Glass alabastron (perfume bottle)
Greek, Eastern Mediterranean or Italian
Translucent cobalt blue, with handles in same color; trails in opaque yellow, opaque white, and opaque turquoise blue.
Broad slightly uneven rim-disk, with a few radiating tooling marks on upper surface; cylindrical neck, expanding downwards; narrow shoulder; straight-sided cylindrical body, with slight upward taper; convex bottom; on upper body, two small vertical ring handles, unpierced, with short pointed trails, applied over trail pattern; on one side, irregular projections at top and bottom of bottom.

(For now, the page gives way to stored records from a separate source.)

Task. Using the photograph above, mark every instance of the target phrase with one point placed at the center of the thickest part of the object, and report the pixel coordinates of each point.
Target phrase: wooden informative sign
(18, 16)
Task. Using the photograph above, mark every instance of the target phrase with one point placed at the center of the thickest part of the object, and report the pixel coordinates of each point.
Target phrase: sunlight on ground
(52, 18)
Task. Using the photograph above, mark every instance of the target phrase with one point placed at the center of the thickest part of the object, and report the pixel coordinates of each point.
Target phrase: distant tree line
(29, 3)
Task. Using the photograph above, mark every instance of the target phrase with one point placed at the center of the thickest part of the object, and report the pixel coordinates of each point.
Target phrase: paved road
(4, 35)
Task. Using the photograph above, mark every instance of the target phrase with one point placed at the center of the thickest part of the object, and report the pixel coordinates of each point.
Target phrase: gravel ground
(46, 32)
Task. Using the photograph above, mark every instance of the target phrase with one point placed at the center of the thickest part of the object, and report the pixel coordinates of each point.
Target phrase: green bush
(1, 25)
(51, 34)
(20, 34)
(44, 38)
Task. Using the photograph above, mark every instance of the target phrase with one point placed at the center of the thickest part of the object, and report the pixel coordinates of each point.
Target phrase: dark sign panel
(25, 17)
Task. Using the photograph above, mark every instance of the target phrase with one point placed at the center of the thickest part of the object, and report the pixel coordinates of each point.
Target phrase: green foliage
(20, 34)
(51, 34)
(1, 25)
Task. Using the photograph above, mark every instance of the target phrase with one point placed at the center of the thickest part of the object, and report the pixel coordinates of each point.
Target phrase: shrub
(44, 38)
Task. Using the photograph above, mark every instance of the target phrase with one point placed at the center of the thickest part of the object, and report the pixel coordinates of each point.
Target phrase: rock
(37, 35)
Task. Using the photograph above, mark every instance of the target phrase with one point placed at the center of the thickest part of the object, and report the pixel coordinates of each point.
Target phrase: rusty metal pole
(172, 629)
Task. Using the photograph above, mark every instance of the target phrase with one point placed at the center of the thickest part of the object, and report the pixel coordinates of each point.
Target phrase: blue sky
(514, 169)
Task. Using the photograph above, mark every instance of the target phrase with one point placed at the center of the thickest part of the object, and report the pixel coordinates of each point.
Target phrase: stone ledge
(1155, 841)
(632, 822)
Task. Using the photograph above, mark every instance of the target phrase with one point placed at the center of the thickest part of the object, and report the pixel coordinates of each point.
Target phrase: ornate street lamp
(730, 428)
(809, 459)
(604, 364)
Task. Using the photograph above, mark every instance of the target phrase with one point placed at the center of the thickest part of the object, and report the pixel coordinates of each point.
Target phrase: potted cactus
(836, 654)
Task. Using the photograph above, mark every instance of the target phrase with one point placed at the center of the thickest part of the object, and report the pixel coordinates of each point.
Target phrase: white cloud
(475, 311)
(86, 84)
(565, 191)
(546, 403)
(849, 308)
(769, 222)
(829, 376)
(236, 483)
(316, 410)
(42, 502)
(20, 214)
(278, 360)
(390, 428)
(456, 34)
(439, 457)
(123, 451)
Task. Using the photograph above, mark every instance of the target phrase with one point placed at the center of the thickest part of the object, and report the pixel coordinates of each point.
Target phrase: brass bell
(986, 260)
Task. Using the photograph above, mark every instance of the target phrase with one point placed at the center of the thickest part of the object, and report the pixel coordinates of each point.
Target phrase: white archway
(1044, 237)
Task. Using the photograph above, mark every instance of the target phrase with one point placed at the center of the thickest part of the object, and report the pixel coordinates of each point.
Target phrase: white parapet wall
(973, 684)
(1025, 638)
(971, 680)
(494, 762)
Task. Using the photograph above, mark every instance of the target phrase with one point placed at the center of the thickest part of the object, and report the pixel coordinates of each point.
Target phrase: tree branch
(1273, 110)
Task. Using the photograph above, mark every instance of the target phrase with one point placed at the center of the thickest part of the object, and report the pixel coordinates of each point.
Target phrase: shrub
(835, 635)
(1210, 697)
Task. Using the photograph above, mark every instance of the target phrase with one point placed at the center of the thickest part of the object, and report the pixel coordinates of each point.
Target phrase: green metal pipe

A yellow trail attached at lower edge of rim-disk; on body, alternating bands of yellow, white, and opaque turquoise blue, tooled from top of body to undercurve at bottom into a regular feather pattern in six vertical panels with alternating upward and downward strokes.
Broken and repaired around middle of body, with one small hole and several chips, and another oval hole at bottom of body below projection; large white inclusion in rim-disk; slight dulling and pitting, and faint iridescent weathering.
Among the more striking examples of glass perfume vessels of the fourth century B.C. are tall, large-bodied alabastra in dark grounds with applied threads combed into zigzag, feather, or festoon patterns over the body.